Les crédits du programme 137 « Égalité entre les femmes et les hommes » s'élèvent à 76,0 millions d'euros en AE et en CP, soit une augmentation de 22,8 % en AE et 16,26 % en CP par rapport à la LFI pour 2023.

Évolution des crédits du programme 137
« Égalité entre les femmes et les hommes » entre 2017 et 2024

(en milliards d'euros)

Source : commission des finances du Sénat, d'après les documents budgétaires

L'augmentation des crédits constatée à périmètre courant sur un an est presque entièrement absorbée par la mise en oeuvre d'une initiative sénatoriale de notre collègue Valérie Létard : l'aide exceptionnelle d'urgence pour les victimes de violences conjugales. Il s'agit de la création d'une aide financière rapidement versée, donnant également droit à des prestations annexes et à un accompagnement social, et dont le remboursement peut, le cas échéant, être acquitté par le conjoint violent à l'issue de la procédure judiciaire. Elle s'inspire directement d'expérimentations menée dans nos territoires, en particulier dans le département du Nord.

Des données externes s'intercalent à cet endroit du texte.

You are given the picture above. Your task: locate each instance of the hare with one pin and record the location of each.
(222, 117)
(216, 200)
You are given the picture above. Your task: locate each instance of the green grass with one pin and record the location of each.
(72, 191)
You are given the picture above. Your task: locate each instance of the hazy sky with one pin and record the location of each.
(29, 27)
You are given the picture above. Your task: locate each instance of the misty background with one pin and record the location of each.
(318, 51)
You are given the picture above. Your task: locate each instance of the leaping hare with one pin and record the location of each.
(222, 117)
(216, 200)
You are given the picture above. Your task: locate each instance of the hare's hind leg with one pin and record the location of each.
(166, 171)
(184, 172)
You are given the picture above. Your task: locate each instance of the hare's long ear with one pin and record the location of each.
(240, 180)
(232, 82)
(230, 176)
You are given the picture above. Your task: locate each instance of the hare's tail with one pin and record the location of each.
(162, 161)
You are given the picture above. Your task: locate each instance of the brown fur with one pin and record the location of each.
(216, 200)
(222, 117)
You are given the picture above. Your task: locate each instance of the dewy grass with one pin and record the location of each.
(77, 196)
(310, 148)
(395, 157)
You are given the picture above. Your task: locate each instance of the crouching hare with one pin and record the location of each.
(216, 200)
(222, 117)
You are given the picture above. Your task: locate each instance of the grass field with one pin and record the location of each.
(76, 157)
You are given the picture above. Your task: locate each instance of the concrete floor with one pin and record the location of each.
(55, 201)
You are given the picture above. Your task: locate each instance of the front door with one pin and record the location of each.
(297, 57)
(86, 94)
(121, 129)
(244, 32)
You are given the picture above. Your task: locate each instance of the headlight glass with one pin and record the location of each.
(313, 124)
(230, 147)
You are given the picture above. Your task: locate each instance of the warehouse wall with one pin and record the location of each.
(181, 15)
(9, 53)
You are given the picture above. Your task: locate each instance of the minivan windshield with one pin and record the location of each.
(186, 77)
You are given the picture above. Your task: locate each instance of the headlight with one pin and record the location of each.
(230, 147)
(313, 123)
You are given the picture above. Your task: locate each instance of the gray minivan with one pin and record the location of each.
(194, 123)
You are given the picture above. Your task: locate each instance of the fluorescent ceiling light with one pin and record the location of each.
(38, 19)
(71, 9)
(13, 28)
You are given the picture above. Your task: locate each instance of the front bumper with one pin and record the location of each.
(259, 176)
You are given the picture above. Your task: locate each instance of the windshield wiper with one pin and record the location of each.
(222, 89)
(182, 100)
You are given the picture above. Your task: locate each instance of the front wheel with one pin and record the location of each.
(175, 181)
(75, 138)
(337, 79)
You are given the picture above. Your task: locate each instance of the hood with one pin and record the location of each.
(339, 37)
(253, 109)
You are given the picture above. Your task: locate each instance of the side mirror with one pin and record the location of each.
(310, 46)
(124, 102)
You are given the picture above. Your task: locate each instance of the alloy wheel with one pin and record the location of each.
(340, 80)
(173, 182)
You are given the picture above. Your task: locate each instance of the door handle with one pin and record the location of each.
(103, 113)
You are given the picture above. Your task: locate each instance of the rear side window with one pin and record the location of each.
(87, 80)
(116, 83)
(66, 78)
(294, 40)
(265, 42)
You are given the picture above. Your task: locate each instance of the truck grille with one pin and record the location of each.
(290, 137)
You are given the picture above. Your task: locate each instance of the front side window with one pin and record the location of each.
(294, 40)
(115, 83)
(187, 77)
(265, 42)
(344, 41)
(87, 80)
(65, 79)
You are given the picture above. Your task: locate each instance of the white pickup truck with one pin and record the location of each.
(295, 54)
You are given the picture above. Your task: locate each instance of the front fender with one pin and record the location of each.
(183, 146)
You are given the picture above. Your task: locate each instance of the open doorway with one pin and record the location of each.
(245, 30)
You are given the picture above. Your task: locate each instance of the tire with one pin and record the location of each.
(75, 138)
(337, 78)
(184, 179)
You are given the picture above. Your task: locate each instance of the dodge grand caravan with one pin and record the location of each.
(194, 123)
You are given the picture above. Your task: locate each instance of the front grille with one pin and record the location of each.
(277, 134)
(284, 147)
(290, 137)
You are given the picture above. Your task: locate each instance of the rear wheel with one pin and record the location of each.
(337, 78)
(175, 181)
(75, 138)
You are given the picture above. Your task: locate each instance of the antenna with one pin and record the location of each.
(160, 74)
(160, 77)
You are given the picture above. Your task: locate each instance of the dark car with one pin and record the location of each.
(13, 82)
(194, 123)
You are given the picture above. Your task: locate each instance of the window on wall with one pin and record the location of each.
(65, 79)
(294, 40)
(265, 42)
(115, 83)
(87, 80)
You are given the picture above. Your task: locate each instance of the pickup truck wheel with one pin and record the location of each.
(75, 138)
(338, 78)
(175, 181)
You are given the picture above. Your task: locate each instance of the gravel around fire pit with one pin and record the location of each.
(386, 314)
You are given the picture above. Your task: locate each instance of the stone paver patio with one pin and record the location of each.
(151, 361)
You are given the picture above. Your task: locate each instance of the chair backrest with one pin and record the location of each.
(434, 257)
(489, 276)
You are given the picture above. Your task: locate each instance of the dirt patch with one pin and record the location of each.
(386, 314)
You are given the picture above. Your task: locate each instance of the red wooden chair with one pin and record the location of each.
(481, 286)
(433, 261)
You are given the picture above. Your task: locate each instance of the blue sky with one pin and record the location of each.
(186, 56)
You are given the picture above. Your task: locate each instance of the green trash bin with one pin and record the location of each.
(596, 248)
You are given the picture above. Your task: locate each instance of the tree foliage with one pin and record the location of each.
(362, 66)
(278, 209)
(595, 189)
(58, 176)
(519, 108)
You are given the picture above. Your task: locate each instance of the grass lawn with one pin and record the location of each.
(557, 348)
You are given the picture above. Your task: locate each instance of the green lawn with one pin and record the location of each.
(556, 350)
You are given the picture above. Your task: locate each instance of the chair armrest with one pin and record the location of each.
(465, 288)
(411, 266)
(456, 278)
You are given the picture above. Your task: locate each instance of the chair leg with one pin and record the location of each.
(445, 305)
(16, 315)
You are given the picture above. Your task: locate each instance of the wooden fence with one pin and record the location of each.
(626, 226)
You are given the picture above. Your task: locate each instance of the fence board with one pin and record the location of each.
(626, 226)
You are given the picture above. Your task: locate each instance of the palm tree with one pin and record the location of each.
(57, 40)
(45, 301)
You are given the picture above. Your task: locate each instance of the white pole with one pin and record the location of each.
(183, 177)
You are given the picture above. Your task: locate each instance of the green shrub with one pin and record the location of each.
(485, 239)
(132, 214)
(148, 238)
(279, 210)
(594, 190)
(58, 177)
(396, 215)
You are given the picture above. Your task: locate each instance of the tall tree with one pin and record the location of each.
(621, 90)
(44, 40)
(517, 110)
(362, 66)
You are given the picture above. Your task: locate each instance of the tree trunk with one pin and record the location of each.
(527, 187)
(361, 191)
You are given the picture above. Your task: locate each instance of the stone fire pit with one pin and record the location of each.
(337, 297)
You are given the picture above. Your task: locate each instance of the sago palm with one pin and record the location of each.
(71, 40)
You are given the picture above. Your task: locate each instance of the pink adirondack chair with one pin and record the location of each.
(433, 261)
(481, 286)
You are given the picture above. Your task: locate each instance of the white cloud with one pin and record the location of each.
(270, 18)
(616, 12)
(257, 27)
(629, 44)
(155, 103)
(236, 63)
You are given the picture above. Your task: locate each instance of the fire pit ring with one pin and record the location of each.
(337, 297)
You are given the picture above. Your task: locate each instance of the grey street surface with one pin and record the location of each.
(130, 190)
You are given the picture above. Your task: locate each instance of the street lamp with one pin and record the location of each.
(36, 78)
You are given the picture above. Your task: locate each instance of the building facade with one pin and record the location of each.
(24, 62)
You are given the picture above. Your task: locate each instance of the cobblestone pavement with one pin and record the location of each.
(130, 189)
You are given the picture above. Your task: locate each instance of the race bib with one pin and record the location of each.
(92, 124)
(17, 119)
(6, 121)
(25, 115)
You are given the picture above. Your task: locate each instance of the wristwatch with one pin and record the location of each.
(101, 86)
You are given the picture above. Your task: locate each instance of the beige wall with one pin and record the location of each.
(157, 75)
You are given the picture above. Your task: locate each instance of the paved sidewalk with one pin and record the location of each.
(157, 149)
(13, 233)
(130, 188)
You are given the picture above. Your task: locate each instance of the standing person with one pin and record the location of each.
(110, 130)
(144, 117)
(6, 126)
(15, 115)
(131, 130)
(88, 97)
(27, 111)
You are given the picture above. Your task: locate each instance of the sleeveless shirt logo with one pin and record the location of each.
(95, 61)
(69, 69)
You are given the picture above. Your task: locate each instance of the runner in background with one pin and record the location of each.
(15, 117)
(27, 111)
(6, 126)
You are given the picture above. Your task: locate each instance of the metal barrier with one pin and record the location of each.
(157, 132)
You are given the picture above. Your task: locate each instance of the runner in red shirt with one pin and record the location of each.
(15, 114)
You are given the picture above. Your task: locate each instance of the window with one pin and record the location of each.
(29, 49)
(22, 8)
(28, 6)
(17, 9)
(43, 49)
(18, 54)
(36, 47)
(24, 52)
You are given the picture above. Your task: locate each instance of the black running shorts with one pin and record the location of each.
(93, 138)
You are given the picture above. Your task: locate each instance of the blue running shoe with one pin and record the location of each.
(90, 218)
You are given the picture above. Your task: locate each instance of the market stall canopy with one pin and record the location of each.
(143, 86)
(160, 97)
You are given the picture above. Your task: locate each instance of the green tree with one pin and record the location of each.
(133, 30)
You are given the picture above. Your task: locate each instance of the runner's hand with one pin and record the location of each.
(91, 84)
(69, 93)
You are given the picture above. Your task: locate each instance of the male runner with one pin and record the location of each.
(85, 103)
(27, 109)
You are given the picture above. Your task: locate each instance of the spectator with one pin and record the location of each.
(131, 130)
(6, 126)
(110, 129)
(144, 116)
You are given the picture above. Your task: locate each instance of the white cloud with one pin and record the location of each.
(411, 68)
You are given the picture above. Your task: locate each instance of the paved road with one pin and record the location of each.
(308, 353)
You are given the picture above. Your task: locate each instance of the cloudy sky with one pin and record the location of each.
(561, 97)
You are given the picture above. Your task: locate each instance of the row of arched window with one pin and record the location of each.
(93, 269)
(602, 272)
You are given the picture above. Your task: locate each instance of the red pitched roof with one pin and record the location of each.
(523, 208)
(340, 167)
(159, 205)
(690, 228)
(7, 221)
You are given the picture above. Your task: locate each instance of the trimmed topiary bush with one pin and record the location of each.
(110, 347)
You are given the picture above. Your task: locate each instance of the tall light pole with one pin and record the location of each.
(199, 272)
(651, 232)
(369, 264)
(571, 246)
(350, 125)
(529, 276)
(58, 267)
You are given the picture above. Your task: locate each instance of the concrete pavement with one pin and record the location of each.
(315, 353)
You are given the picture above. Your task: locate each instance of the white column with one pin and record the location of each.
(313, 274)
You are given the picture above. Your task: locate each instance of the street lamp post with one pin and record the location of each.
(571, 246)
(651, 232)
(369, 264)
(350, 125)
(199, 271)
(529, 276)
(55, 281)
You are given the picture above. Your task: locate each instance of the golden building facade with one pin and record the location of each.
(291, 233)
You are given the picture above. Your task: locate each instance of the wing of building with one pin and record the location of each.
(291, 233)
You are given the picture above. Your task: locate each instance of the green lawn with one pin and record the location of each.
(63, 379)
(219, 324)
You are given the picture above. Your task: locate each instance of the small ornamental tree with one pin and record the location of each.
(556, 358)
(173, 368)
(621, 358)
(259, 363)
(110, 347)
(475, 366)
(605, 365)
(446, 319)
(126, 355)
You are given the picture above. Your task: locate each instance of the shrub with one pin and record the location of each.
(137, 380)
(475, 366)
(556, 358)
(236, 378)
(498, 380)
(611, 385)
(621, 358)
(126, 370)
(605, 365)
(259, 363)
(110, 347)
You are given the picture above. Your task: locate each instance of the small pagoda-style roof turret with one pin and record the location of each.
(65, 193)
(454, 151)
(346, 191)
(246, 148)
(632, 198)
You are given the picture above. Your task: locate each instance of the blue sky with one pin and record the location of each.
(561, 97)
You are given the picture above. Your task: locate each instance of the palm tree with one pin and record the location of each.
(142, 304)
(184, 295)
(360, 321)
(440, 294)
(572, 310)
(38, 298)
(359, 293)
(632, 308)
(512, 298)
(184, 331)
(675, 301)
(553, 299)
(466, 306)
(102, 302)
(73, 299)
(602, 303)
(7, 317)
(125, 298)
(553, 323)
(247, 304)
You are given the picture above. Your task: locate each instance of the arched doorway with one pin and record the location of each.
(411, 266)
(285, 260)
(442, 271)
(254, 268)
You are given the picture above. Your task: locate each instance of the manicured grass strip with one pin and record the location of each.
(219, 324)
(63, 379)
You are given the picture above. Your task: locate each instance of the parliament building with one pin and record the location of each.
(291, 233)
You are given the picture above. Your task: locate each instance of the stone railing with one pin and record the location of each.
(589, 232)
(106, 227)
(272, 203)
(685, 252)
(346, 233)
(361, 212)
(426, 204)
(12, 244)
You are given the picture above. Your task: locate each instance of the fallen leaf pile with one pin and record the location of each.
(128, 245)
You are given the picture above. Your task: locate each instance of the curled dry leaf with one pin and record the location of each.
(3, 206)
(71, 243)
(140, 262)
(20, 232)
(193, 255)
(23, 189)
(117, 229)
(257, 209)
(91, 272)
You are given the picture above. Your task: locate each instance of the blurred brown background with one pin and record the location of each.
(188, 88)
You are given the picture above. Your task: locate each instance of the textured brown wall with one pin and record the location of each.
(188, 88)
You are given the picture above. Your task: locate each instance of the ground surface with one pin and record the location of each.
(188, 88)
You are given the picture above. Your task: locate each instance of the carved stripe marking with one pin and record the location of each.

Si cette initiative doit être saluée, il convient de rester vigilant quant à sa mise en oeuvre par le Gouvernement. Les associations de lutte contre les violences faites aux femmes ont relevé que le montant budgété - 13 millions d'euros - risquait de n'être pas suffisant pour assurer une appropriation large de cette aide par les victimes.

Réunie le mardi 14 novembre 2023, sous la présidence de M. Claude Raynal, président, la commission des finances a décidé de proposer au Sénat l'adoption, sans modification, des crédits de la mission. Elle a également décidé de proposer d'adopter les articles 64 et 65 sans modification.

Réunie à nouveau le jeudi 23 novembre 2023, sous la présidence de M. Claude Raynal, président, la commission a confirmé ses décisions.

Au 10 octobre 2023, date limite, en application de l'article 49 de la loi organique relative aux lois de finances, pour le retour des réponses du Gouvernement aux questionnaires budgétaires concernant le présent projet de loi de finances, 42 % des réponses portant sur la mission « Solidarité, insertion et égalité des chances » étaient parvenues aux rapporteurs spéciaux.